文献詳細
原著
睾丸胚細胞性腫瘍30例の病理組織学的解析
著者: 花井淳1 奥田暾2 門脇照雄3 本多光弥4
所属機関: 1市立堺病院中検病理 2市立堺病院泌尿器科 3近畿大学医学部泌尿器科学教室 4大阪回生病院中検病理
ページ範囲:P.669 - P.674
文献概要
睾丸胚細胞性腫瘍は,他の悪性腫瘍と異なつて複雑な像を呈するものが多く,古くよりhistoge-nesisおよび組織型分類が研究され,今日ようやく一応の定説が完成しつつある。すなわちDixon&Moore1)あるいはCollins & Pugh2)の分類があり,本邦では大田黒3)が自験例を整理し,病理診断の手引的役割を果して来た。その組織分類の基本はseminoma,embryonal carcinoma,choriocar-cinoma,teratomaの4型とそれらの混合型である。実際多くの場合混合型であつて,1腫瘍中に各種の組織型が併存し,各部分の的確な所見の把握も容易でない。
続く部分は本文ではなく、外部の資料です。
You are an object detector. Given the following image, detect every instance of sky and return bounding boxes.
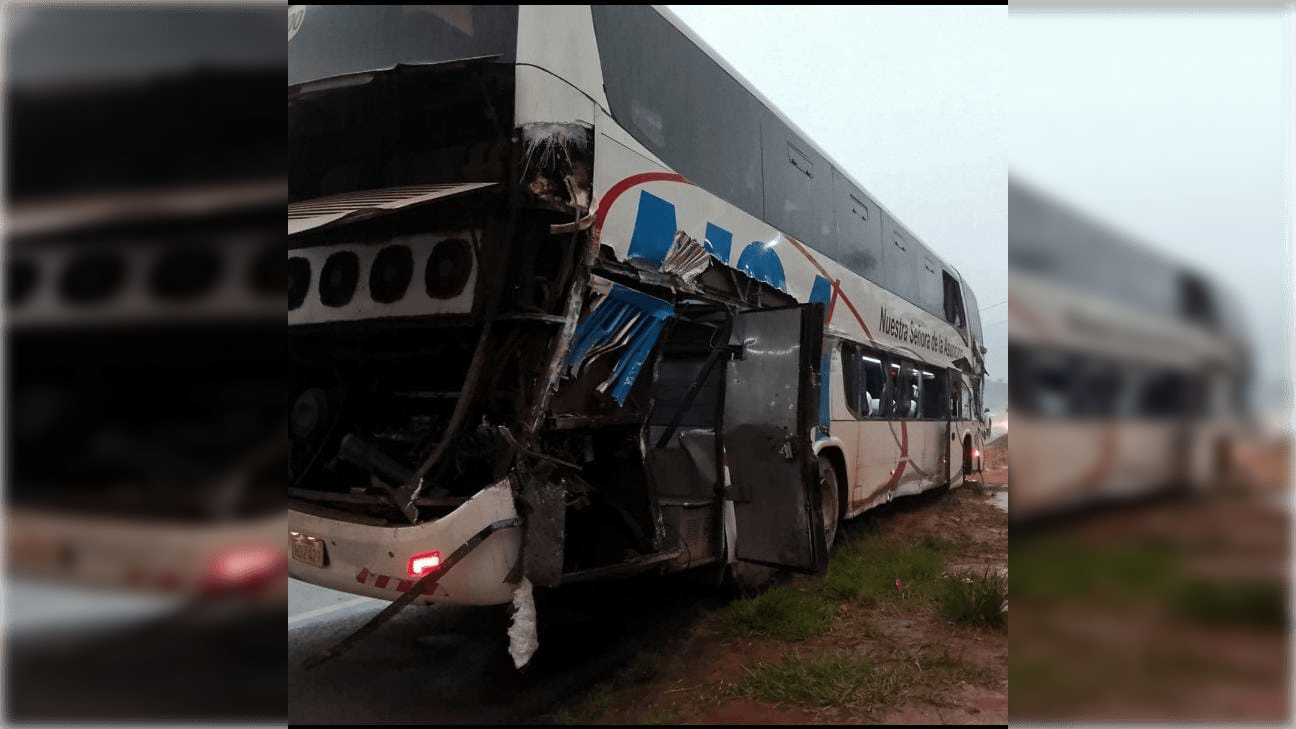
[1008,7,1291,415]
[665,6,1009,381]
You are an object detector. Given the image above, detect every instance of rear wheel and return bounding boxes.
[818,456,840,549]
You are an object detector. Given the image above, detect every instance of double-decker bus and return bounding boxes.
[4,7,287,723]
[1008,176,1254,521]
[5,5,286,604]
[287,5,989,666]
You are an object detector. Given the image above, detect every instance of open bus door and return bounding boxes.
[948,370,965,488]
[723,304,828,574]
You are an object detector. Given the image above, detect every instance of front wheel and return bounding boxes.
[818,456,840,549]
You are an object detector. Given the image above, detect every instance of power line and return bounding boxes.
[979,299,1007,313]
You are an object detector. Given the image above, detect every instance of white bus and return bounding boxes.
[287,5,989,665]
[5,5,286,605]
[1008,177,1253,520]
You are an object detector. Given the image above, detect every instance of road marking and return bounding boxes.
[289,596,383,629]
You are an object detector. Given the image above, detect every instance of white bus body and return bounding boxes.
[287,6,988,621]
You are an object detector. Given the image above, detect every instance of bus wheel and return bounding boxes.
[818,456,840,549]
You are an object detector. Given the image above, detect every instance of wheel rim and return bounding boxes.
[820,459,838,547]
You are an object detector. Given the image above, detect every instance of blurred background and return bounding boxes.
[3,4,285,725]
[1008,3,1291,723]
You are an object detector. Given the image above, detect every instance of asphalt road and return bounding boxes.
[4,578,286,725]
[287,574,728,724]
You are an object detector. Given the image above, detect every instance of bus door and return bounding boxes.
[723,304,828,574]
[947,370,963,488]
[643,314,730,564]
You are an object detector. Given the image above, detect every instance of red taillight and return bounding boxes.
[203,545,286,592]
[408,551,442,577]
[974,449,982,459]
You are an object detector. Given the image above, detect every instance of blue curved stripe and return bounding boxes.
[626,191,677,267]
[735,241,786,292]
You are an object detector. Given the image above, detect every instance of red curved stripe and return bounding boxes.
[785,235,875,343]
[831,280,877,343]
[824,283,840,324]
[1077,422,1118,490]
[593,171,691,244]
[882,421,911,491]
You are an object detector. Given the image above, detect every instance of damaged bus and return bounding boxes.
[1008,177,1254,521]
[288,5,989,667]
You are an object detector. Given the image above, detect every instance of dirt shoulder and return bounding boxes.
[547,447,1010,725]
[1009,437,1289,722]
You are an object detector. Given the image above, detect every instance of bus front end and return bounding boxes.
[288,6,600,610]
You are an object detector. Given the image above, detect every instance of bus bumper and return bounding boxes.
[287,480,522,606]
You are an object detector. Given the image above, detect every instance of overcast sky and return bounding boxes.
[1008,7,1291,411]
[666,6,1009,381]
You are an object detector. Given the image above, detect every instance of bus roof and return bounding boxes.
[649,6,962,284]
[1009,174,1249,338]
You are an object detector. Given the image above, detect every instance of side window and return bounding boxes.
[1076,359,1123,417]
[1139,369,1190,418]
[861,355,886,418]
[839,342,862,417]
[942,272,966,329]
[840,341,889,420]
[921,370,946,419]
[1031,352,1075,417]
[895,365,922,419]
最近,従来embryonal carcinomaとしていたものよりyolk sac tumorを分離し,α-fetoproteinの分泌との関連が報告4)されている。一方,治療の面では,各組織型によつて治療方法に対する効果に差があるとして,根治切除,化学療法,放射線照射を使い分けている。したがつて1腫瘍内に複雑に組織型を合併している睾丸胚細胞性腫瘍については病理診断の決め方も慎重でなければならない。そこで今回睾丸胚細胞性腫瘍30例を用い,病理組織学的検索を行ない,組織型合併の特徴を見い出すべく試みた。年齢別では成人群と幼児群とに別れて中間の小児期は含まれていない。成人群では睾丸胚細胞性腫瘍の組織型合併の様式に興味ある結果を得た。